This is an examle of how to setup instance on floydhub to run lesson 1 (currently with the sample dataset) of the awesome deep learning course available at http://course.fast.ai/.
First, you'll need a floydhub account and have the floyd CLI installed. Follow their online instruction at https://www.floydhub.com/welcome.
Next, you'll want to create a working directory in your local computer. All files in this directory will be uploaded to the floydhub cloud instance when you do floyd run
(explained in detail later).
mkdir ~/Projects/
cd ~/Projects/
If you would like to skip all the details and just to get things going, you may choose to clone all files in this repo.
git clone https://github.com/YuelongGuo/floydhub.fast.ai.git
cd floydhub.fast.ai/
Now, to fill in with a bit more details:
The fast.ai github repository (https://github.com/fastai/courses/tree/master/deeplearning1/nbs) includes files for all the phase I lessons.

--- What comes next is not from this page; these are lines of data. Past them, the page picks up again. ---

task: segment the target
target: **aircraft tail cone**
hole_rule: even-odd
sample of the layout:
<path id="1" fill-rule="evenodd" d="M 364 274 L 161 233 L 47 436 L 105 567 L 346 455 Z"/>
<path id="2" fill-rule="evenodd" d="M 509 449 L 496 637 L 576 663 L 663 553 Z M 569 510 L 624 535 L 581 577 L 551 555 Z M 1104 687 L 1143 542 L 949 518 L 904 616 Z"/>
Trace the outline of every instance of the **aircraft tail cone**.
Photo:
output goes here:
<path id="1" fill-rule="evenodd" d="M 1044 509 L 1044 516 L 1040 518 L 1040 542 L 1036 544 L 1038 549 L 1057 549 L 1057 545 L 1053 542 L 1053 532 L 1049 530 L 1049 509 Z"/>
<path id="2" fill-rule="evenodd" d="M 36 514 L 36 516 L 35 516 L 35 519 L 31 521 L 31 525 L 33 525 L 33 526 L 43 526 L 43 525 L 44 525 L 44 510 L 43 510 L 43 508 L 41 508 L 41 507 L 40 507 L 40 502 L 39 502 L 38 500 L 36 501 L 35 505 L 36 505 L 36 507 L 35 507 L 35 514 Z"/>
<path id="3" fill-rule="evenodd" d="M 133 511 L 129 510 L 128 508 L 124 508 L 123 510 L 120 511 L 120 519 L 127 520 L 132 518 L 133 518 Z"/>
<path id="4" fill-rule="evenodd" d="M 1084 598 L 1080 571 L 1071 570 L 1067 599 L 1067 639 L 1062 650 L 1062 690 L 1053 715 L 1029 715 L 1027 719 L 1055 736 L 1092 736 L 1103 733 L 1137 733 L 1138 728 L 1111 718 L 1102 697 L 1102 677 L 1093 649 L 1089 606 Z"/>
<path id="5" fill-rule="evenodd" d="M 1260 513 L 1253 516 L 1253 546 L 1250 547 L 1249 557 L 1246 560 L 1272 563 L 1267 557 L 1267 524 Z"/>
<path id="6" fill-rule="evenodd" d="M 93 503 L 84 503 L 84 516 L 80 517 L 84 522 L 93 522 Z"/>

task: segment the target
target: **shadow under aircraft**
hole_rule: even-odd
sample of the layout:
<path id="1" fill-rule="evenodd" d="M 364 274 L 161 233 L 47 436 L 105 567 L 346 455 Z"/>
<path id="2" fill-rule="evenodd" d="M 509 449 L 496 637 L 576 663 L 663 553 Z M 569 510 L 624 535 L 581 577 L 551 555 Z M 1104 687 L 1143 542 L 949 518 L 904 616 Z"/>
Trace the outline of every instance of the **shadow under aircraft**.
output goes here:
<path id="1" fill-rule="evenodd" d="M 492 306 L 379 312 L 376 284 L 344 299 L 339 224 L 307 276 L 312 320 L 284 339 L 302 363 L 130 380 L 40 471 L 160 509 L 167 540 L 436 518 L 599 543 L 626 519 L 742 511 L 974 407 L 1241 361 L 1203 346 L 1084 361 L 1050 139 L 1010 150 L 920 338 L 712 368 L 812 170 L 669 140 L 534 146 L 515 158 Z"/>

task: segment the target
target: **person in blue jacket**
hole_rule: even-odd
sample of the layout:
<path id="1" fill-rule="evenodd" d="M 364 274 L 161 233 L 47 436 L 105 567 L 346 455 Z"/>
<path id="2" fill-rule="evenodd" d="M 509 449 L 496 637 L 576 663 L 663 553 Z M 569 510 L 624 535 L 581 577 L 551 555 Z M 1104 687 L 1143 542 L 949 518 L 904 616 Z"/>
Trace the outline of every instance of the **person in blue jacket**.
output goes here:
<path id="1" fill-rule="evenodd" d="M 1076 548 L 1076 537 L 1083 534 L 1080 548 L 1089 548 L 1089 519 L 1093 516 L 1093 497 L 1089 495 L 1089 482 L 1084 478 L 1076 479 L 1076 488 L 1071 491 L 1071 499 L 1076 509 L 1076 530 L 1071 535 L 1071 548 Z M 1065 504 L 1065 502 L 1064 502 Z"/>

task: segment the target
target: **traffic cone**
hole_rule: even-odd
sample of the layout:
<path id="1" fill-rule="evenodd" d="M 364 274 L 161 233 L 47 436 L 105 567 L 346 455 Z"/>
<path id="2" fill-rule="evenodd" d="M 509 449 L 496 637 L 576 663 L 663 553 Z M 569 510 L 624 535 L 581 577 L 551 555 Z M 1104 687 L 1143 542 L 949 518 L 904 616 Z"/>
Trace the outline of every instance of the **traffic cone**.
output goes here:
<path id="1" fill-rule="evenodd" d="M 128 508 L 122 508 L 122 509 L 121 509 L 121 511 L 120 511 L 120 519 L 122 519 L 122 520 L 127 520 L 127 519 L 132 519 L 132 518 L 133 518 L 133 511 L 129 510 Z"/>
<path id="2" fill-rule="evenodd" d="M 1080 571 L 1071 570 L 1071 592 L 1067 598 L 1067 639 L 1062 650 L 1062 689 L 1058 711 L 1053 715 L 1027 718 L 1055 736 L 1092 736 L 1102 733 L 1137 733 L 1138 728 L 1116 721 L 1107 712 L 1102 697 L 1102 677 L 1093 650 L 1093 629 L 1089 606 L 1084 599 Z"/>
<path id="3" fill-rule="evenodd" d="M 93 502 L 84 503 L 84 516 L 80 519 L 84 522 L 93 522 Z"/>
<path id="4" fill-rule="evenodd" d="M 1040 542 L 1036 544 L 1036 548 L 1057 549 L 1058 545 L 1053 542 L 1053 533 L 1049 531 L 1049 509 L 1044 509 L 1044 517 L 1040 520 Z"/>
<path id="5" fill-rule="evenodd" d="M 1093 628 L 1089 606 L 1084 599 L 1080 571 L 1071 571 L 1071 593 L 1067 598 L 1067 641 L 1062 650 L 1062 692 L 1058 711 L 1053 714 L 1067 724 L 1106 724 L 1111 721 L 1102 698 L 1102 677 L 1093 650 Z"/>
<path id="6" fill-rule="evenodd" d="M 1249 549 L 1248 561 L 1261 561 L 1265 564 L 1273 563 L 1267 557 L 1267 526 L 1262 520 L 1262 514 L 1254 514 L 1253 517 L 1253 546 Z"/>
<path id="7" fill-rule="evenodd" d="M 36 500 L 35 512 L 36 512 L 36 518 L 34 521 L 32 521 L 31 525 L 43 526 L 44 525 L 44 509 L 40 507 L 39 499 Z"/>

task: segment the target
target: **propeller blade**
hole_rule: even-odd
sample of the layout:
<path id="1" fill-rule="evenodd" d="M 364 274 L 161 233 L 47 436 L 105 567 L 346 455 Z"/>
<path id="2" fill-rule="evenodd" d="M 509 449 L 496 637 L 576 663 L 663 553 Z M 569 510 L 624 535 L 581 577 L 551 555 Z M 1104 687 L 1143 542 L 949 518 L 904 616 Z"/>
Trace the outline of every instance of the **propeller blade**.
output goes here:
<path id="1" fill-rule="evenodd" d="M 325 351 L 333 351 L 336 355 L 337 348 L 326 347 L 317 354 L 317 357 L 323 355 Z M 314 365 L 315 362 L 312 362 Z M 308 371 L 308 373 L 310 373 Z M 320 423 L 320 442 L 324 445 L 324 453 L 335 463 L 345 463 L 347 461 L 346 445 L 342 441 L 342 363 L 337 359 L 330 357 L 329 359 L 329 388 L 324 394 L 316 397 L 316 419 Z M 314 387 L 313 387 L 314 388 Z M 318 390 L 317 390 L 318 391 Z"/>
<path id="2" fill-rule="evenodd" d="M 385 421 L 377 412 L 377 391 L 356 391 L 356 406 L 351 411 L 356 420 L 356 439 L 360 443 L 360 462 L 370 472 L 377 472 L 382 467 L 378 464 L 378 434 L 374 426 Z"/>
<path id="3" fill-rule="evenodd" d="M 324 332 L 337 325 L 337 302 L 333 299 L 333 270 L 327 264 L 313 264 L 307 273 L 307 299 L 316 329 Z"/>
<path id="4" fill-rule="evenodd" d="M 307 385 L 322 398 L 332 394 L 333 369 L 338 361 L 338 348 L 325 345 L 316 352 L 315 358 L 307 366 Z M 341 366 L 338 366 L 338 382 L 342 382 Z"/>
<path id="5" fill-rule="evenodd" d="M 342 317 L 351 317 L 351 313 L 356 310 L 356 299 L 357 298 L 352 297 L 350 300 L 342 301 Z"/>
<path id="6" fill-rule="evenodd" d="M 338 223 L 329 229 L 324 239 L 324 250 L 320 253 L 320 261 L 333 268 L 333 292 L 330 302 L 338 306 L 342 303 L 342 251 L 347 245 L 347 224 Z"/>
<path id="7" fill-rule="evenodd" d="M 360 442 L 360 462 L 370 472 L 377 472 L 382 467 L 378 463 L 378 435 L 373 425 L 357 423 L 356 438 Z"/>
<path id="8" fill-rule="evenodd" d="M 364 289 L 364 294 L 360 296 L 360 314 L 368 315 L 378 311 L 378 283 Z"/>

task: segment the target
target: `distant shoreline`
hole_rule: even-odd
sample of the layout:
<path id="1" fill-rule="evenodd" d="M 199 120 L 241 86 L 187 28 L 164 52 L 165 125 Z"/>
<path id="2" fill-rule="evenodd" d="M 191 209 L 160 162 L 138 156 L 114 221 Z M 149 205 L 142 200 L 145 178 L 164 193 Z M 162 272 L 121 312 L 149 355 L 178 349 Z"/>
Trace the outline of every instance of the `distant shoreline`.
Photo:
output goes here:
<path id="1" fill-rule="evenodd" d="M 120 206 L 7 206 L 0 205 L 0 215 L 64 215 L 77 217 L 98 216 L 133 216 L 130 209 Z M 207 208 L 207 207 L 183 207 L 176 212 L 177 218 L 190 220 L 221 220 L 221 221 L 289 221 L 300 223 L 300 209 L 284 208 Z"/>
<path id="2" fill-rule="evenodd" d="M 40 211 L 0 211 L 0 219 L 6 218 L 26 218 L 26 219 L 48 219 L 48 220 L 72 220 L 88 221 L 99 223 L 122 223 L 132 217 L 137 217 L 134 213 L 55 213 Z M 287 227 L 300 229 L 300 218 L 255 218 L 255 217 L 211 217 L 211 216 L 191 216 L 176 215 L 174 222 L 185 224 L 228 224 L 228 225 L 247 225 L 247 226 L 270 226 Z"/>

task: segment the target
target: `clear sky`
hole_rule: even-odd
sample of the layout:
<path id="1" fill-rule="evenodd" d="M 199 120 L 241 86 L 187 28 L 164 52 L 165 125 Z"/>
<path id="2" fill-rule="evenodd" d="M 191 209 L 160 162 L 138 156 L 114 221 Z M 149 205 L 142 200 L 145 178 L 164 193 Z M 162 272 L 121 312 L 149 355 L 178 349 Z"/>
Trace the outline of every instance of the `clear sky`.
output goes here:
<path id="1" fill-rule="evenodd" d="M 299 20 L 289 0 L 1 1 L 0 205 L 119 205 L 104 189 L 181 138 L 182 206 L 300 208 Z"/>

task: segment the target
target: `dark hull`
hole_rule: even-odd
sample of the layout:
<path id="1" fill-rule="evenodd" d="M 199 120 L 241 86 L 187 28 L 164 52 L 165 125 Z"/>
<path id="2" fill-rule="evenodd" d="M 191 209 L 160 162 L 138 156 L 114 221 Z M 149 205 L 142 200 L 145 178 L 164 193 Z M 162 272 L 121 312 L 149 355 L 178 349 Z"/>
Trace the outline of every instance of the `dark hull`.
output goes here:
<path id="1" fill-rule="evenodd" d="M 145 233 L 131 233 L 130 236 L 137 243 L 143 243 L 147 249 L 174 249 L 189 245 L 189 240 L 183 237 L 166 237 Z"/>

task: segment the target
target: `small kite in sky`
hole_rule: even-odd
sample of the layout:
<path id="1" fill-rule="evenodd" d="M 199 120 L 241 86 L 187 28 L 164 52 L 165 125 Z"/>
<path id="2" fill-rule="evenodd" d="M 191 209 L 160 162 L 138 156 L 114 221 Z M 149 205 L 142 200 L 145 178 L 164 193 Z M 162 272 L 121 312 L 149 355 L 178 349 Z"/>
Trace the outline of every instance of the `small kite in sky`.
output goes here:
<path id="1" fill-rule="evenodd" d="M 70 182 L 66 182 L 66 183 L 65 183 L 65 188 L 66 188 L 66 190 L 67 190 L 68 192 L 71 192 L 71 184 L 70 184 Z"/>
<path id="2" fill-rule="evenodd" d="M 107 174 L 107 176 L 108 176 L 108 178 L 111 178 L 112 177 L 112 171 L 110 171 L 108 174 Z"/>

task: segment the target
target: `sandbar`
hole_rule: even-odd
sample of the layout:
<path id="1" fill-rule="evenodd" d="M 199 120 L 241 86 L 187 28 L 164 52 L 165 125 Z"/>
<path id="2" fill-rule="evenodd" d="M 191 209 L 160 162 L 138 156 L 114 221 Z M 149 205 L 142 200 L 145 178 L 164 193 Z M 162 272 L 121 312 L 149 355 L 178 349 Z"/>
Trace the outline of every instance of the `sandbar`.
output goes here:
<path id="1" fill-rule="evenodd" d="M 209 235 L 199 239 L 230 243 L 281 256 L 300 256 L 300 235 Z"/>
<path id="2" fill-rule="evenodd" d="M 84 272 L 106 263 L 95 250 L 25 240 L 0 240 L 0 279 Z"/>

For the purpose of this example, and to keep it simple, I copied only the bare minimul necessary files to the working directory. This includes:
- lesson1.ipynb
- utils.py
- vgg16.py
- vgg16bn.py
- some data to analyze
I only copied the dogscats sample dataset (dogscats/sample if you unzip the dogscats.zip at http://www.platform.ai/files/dogscats.zip). However, this is considered very bad practice, because I am creating a copy of the data every time I start a new cloud instance. Floydhub has some instruction on how to manage data seperately, which I tried but haven't had it all figured out. I'll keep trying because for the full dataset this is necessary.
The scripts written in lesson 1 runs with python 2 + Keras + Theano, so you need to specify --env theano:py2
when you start the cloud instance (more details below). However, Floydnet theano:py2 environment is still missing one package - bcolz. For this, you need to add it to file "floyd_requirements.txt". This is the floydnet default for installing dependencies.
echo "bcolz" > floyd_requirements.txt
We will use Floyd CLI to initiate a cloud instance. Initiation:
floyd init your_favorate_task_name_e.g._neural_networks
To start a GPU instance with Jupyter notebook that is compatable to lesson 1 scripts, you need to specify the following parameters:
floyd run \
--mode jupyter \
--env theano:py2 \
--gpu
Wait for a few minutes, then you should get a website address in your console for the running Jupyter notebook.
We are almost there, but there is one more thing you need to configure - the keras.json file
Start a console session in jupyter notebook, then
mkdir ~/.keras
echo '{
"image_dim_ordering": "th",
"epsilon": 1e-07,
"floatx": "float32",
"backend": "theano"
}' > ~/.keras/keras.json
Please note the home directory on Floydhub instance is actually /root/ directory.
Now lesson 1 should run with the sample dataset.
For the full dataset, it is recommended that you build a data object in the floydnet. Refer to http://docs.floydhub.com/commands/data/ Then, specify the data id when you start a cloud instance:
floyd run \
--mode jupyter \
--data data_ID_e.g._jq4ZXUCSVer4t65rWeyieG
--env theano:py2 \
--gpu
Then the data should be available in /input directory.
After I try this out, I'll come back and share my experience.